前半の階段はゆるい傾斜ですが、油壷湾にでる後半の階段は結構傾斜がきついです。
階段をくだりきると見えてくる建物が「油壷験潮場」です。こちらの建物は1995年(平成7年)に新らたに建てられた験潮場で、現在も稼働している現役の施設です。
建物の入口脇には「油壷験潮場」と彫刻された御影石の石板がはめ込まれ、そのそばには、この施設について説明した説明看板が設置されていました。内容は “油壷験潮場 この建物の中には、海面の上がり下がりを自動的に精密に記録する験潮儀が設置されています。この記録は、高さの基準をきめたり土地の変動を調べるために非常に大切な資料となります。” と記載されていました。
こちらのレンガ造りの建物は、1894年(明治27)に建てられた「旧 油壷験潮場」です。現存する験潮所としては、1893年(明治26年)に建てられた「細島験潮場(宮崎県日向市)」に次いで2番目に古い験潮場です。縦長の建屋と三角屋根がレトロで風格のある雰囲気を醸し出しています。

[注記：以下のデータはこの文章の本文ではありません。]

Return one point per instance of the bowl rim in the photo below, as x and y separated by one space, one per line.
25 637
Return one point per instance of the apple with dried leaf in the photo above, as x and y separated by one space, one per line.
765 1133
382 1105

レンガ造りの建屋の入口脇には木製の看板がさがっていました。劣化が進み文字が薄くなっていましたが、僅かに残っていた文字から “建設省国土地理院 油壷験潮場” と読め、建設省という中央省庁再編前のなつかしい機関名が刻まれていました。ちなみにレンガは、イギリス積みで積み上げられていました。
「旧 油壷験潮場」の建屋前には、土木学会選奨土木遺産の記念碑が設置されていました。
験潮場の東側にある朽ちかけた桟橋から、新旧2棟の建屋を撮影しました。やはりレンガ造りの「旧 油壷験潮場」は映えますね。そして、旧験潮場と新験潮場の間には縦長の石柱が建っているのが見えます。
この石柱は量水標石柱というもので、中央に溝が掘られていて当時はここに目盛りを刻んだ木製の板がはめ込まれていて海面高を計っていたそうです。現在は石柱の基礎部分が海面から露出してしまっていますが、これは関東大震災の地殻変動により、この辺りの地盤が1.4mほど隆起してしまったためです。
県道に戻るために降りてきた階段を戻る時に発見した水準点の石柱。おそらく油壷験潮場の周辺にあるはずの附属水準点(附2)だと思われます。
こちらは県道から験潮所までの階段の中腹辺りにある基準水準点(基26)です。柵に囲まれ厳重に保護されていました。柵に掲示された案内板によると、この水準点は1930年(昭和5年)に設置され地上標と地中標の2つあり、標高は16.6905mということでした。